Обрубок так и не поддался, и Костров с горечью бросил это вдруг показавшееся ему потешным и никчемным занятие.
Тропинка вела через зимний лес. Как будто и ветер стих, и мороз стал отходчивее. Скрипел под ногами снег, а Алексею казалось: скрипит чей–то чужой голос, разрывающий ему душу. "Как все–таки странно и однобоко получается в жизни. Одному судьба оставит все, другого обкрадет подчистую и выбросит по ненужности… Вот и со мной распорядилась судьба–злодейка: смолоду дала все и отняла все… Вернусь с войны — и куда податься? Как начинать жить?"
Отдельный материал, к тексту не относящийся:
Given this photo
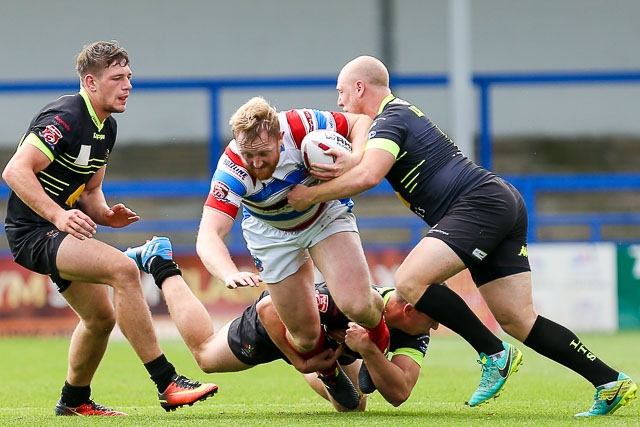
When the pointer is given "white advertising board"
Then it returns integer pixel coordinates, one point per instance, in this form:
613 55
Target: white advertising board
575 284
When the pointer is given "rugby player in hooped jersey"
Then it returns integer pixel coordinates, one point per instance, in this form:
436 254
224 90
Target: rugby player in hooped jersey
257 169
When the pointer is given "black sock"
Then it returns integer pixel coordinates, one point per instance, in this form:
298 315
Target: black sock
73 396
161 371
443 305
161 268
563 346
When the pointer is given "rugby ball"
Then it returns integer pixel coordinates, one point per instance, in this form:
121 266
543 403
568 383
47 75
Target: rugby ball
315 143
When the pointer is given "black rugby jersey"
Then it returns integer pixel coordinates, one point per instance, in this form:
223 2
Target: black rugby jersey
430 172
68 131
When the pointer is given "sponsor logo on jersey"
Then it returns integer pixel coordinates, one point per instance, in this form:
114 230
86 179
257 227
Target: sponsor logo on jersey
62 122
323 302
220 190
51 134
258 264
479 253
235 169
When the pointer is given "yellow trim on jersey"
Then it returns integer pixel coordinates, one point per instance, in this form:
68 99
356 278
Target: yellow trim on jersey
92 112
32 139
412 353
383 144
403 200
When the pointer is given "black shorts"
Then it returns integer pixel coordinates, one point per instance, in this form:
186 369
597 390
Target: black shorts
487 229
249 341
36 249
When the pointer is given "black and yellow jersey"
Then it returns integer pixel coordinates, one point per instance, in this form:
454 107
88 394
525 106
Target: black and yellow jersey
430 172
67 131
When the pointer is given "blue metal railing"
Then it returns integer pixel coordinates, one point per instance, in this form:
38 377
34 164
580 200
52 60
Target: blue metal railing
530 185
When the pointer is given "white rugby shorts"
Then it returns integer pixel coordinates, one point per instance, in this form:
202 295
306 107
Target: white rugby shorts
278 254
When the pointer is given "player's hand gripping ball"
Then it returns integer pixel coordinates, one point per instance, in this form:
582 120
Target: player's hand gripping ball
315 143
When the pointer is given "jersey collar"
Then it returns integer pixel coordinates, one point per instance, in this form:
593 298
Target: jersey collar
92 113
385 101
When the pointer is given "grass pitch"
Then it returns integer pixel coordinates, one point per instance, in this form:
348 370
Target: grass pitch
542 393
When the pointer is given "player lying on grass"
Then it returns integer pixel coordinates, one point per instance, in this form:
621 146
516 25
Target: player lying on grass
247 341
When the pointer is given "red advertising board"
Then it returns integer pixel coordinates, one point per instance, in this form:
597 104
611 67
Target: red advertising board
31 305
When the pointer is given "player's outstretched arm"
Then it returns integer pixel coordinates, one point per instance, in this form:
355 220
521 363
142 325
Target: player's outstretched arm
393 378
276 330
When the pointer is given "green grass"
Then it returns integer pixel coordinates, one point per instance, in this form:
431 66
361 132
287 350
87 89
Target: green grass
541 394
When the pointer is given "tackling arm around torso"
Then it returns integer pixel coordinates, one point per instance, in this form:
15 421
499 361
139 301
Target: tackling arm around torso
210 246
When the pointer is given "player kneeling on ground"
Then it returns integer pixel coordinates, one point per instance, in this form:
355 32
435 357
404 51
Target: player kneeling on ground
260 328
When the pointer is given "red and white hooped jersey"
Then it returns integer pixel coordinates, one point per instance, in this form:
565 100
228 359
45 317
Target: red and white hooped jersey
232 186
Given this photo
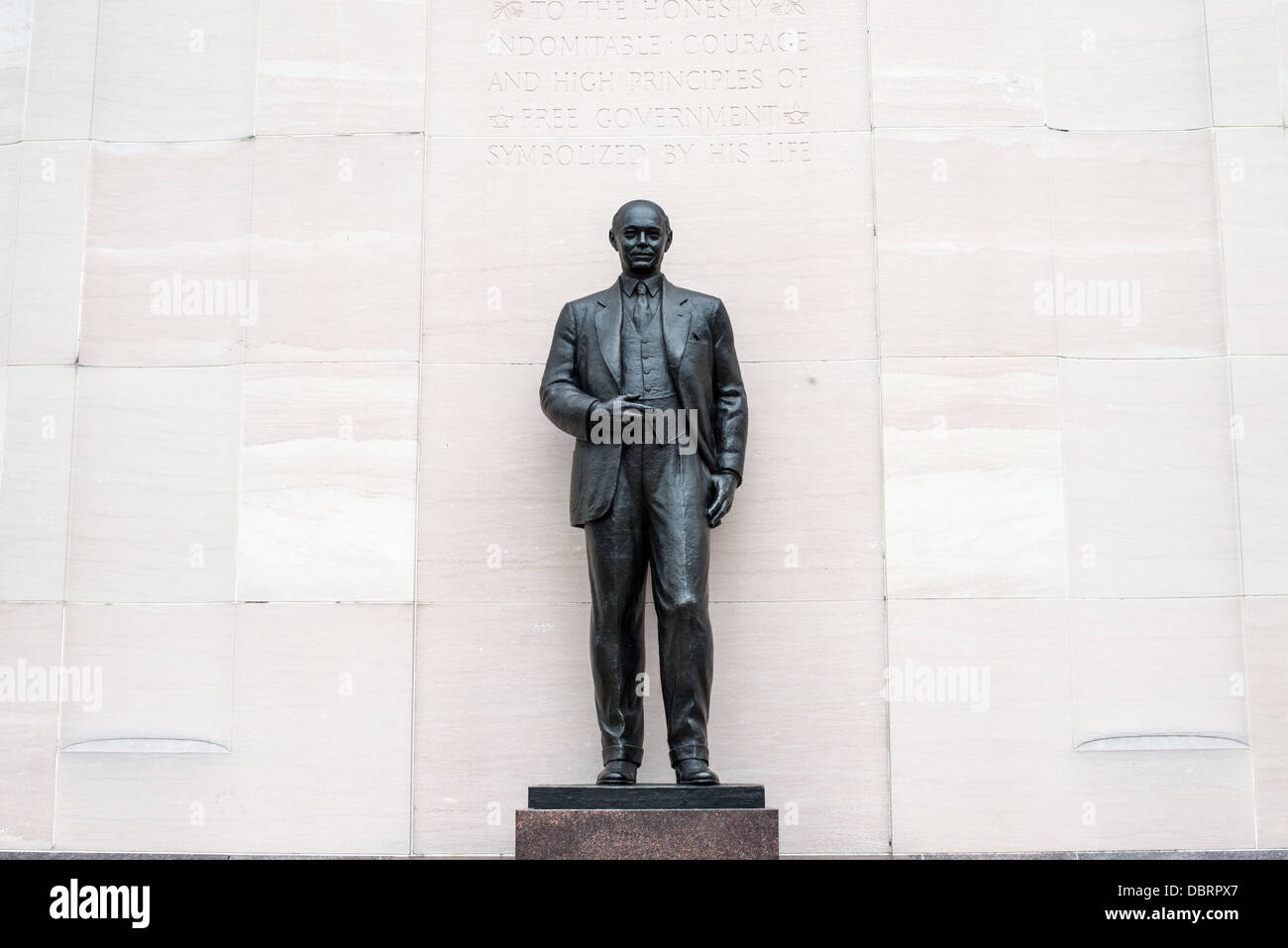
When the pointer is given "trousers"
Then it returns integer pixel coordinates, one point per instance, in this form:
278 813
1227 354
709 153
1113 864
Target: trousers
657 524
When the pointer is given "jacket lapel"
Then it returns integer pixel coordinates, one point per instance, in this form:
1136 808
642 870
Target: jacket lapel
677 317
608 329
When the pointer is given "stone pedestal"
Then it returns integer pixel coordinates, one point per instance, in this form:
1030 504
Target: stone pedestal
647 820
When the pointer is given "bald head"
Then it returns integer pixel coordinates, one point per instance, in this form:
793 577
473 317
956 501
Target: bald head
642 204
640 235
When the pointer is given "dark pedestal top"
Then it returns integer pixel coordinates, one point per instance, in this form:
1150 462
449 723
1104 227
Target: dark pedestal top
647 796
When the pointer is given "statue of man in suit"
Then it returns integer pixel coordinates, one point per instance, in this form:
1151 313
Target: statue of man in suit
642 359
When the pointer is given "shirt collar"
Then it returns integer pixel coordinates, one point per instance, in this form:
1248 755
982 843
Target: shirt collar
627 283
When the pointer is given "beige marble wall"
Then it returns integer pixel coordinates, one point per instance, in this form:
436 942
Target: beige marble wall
277 281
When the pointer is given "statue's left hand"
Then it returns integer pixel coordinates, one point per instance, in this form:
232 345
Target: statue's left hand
724 487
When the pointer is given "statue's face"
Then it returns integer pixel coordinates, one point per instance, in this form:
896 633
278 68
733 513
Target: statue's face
640 239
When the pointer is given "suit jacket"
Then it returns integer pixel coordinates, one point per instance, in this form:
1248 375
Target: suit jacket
585 366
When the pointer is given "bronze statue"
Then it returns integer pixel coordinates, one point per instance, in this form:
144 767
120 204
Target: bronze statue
644 375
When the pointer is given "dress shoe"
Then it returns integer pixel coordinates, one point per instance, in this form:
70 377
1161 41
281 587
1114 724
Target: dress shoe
696 772
617 772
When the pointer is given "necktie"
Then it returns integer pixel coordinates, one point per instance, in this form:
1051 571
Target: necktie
642 305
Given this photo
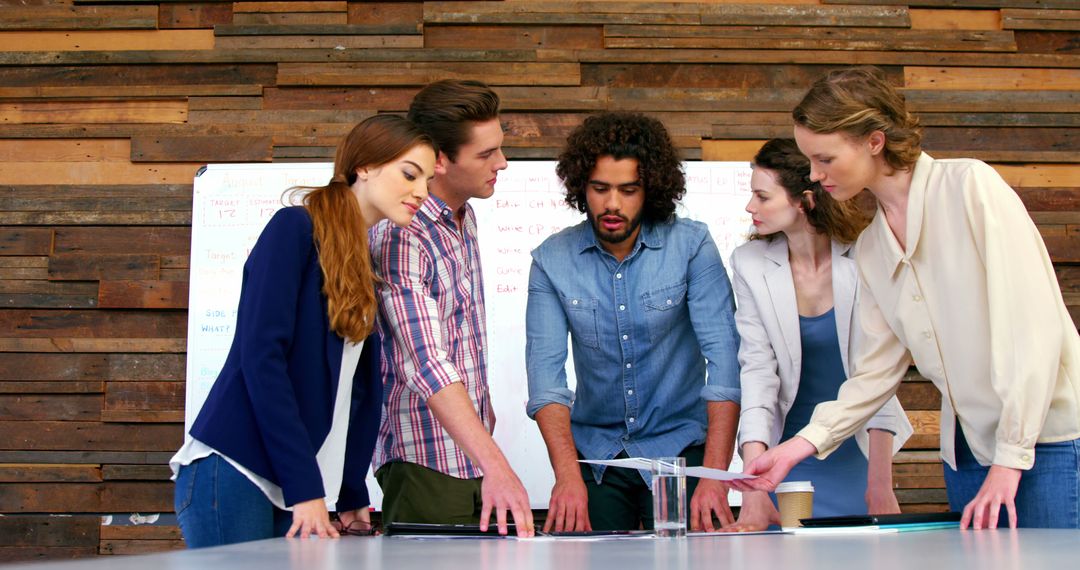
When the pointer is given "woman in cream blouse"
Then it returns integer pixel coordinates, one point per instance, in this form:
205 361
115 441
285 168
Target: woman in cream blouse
956 279
795 285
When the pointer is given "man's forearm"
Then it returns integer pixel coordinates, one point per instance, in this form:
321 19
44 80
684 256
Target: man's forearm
554 423
455 412
720 434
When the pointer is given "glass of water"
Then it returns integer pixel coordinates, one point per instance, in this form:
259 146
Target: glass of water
669 497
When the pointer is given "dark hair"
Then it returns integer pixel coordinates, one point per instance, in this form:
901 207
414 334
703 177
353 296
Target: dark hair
856 102
624 135
447 109
839 220
339 228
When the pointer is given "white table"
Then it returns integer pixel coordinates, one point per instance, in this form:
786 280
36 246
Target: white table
952 550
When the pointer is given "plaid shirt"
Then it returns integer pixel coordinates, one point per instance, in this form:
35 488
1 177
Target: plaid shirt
434 330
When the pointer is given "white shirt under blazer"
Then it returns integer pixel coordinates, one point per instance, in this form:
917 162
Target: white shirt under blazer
770 352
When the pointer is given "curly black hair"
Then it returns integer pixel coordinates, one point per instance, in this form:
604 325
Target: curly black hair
624 135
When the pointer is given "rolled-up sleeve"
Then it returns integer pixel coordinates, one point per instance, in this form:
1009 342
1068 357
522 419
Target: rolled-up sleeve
412 313
712 313
1026 331
758 375
545 345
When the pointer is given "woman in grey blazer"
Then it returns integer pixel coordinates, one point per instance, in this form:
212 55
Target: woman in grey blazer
796 286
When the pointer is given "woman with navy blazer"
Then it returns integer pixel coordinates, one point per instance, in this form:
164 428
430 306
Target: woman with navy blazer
796 286
287 431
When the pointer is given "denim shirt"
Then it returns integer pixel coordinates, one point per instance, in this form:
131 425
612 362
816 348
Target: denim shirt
644 333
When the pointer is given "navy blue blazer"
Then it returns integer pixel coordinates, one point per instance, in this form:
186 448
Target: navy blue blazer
271 406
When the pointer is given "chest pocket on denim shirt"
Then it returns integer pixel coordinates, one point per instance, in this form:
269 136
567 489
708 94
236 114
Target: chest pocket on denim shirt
662 309
581 315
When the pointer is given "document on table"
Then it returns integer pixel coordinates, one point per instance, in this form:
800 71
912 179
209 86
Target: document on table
646 464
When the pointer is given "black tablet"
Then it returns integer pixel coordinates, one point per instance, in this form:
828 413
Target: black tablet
862 520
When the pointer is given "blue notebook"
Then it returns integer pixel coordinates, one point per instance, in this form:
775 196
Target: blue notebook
864 520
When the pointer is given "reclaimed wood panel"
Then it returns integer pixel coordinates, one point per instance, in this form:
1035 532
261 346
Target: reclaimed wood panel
52 388
81 198
161 473
792 38
561 13
127 91
1051 42
50 473
142 458
75 367
83 267
730 150
143 294
92 344
96 218
966 3
144 397
307 42
138 546
374 98
201 149
991 102
518 37
214 104
130 111
387 13
295 18
70 150
197 15
28 324
43 532
346 29
198 73
78 17
271 8
705 76
804 15
991 79
125 241
422 72
812 57
1041 19
25 242
111 40
109 497
41 407
81 435
27 294
59 173
1039 175
955 19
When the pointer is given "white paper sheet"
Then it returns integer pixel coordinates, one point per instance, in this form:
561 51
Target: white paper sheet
646 464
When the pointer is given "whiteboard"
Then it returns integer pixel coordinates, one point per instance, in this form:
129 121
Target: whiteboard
233 202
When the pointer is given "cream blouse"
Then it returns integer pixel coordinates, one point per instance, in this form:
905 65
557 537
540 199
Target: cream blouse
973 300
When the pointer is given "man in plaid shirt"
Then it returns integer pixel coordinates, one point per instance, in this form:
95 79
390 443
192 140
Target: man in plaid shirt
435 459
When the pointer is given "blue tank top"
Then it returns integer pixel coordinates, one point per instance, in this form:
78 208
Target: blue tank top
839 480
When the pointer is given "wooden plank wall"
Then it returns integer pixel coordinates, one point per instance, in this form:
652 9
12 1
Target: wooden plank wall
108 107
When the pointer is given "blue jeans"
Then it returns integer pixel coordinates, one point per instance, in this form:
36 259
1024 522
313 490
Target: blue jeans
216 504
1049 493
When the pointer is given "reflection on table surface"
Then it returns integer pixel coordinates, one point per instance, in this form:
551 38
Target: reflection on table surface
909 551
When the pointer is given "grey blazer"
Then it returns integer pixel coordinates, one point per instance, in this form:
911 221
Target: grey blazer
770 352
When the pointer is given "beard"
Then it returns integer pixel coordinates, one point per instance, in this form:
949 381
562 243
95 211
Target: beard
630 226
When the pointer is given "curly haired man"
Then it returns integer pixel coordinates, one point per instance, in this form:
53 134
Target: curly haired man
648 307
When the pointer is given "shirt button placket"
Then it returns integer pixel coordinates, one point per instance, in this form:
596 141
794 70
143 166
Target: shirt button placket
623 327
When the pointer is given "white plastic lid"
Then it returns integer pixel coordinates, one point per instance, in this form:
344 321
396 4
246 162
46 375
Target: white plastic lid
795 487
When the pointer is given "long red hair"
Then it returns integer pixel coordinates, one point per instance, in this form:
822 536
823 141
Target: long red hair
340 231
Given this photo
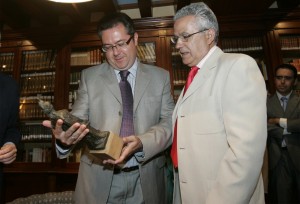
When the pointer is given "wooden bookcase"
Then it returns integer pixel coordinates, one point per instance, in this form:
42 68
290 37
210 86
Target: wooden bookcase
60 64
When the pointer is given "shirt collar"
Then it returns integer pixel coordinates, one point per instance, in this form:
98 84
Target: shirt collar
279 95
206 56
132 69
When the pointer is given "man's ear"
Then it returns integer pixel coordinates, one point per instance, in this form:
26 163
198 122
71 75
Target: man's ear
210 35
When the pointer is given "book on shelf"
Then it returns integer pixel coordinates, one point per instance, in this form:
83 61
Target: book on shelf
290 42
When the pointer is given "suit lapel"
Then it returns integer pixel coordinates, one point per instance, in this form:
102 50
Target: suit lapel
109 78
276 106
142 80
204 73
293 102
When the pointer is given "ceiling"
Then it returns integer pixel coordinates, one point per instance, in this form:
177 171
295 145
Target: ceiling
24 14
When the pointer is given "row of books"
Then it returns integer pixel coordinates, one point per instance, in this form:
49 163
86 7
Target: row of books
75 78
35 132
36 154
92 56
37 83
72 98
34 99
241 44
146 52
7 62
290 42
31 111
38 60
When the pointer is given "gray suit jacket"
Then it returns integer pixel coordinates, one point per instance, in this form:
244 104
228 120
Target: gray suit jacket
99 101
275 132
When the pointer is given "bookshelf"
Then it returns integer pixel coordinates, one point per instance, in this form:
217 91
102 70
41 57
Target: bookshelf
250 45
37 78
7 62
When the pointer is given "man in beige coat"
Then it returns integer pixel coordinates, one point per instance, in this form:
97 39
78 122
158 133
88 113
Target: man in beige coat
221 118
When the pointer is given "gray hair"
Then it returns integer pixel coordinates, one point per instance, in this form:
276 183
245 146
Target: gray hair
206 19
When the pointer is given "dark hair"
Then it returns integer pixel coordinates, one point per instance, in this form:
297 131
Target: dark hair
287 66
113 19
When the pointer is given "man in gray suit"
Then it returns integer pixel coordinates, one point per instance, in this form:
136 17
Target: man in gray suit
99 101
284 137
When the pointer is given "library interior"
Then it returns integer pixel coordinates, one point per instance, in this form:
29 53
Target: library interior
45 45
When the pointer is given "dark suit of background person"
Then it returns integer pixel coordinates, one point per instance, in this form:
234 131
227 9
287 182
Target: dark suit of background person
284 159
99 100
9 114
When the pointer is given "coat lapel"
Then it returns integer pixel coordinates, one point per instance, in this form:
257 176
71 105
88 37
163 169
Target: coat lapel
141 83
292 103
109 78
203 74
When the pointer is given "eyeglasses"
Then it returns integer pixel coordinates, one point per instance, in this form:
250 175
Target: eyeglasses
184 38
287 78
121 44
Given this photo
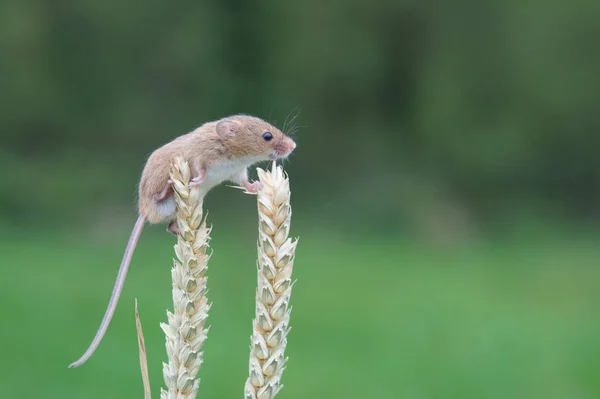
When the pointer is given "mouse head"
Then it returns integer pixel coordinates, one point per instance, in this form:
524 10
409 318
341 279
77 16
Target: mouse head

Зримо представив себе скитания, Костров сокрушался, что напрасно война сделала его калекой, уж лучше бы сразу прикончила и таким образом освободила от мучений в будущем — долгих, унизительных мучений… И та надежда, которая крепла в нем там, в теплой палате, среди товарищей, с которыми он породнился, рухнула, стоило подумать, что никому на фронте он больше не нужен и будет списан инвалидом. При этой мысли Алексею никуда не захотелось идти, на него навалилась расслабляющая душу вялость, он присел на корягу старого, поперек тропы поваленного дерева. "И Верочку жалко. Да и зачем я ей нужен? Обуза, — думал он обреченно. — Сгубить ей молодость? Не–ет… Мои раны, моя культяпка ее не касаются…"
Хотелось забыться, полежать на снегу, притулясь головою к старому обледенелому дереву. И едва прилег, как почувствовал кажущееся успокоение. А думы противились, думы жалили: "Никому не нужен…" И вновь вспомнил о матери, уж она–то не оставит одиноким в горе. Сын он для нее, сын, а каждая мать сберегает свою кровинку, как собственную жизнь. Для любой матери дитя — родное, выношенное в утробе, и ради него она принесет себя в жертву. "Вернусь домой, и как–нибудь скоротаем жизнь. Не думаю, что окажусь для матери и для отца в тягость", — утешал себя Алексей.
Совсем не слышал, как захрустел снег и Верочка подкралась к нему, робко тронула его за плечо, — он, похоже, дремал, прислонясь шапкой–ушанкой к дереву.
Алексей приподнялся, слегка потупясь, глядел на Верочку. И сейчас она виделась ему не той, что была раньше: теперь она была какая–то озабоченная и сумная. А меж тем Алексей ни огорчения, ни тем паче радости не выразил. И ни один мускул на лице не дрогнул. И лицо его, как показалось Верочке, было сейчас ко всему безразличным и каким–то постным.
— Алешка, охота тебе блаж на себя напускать!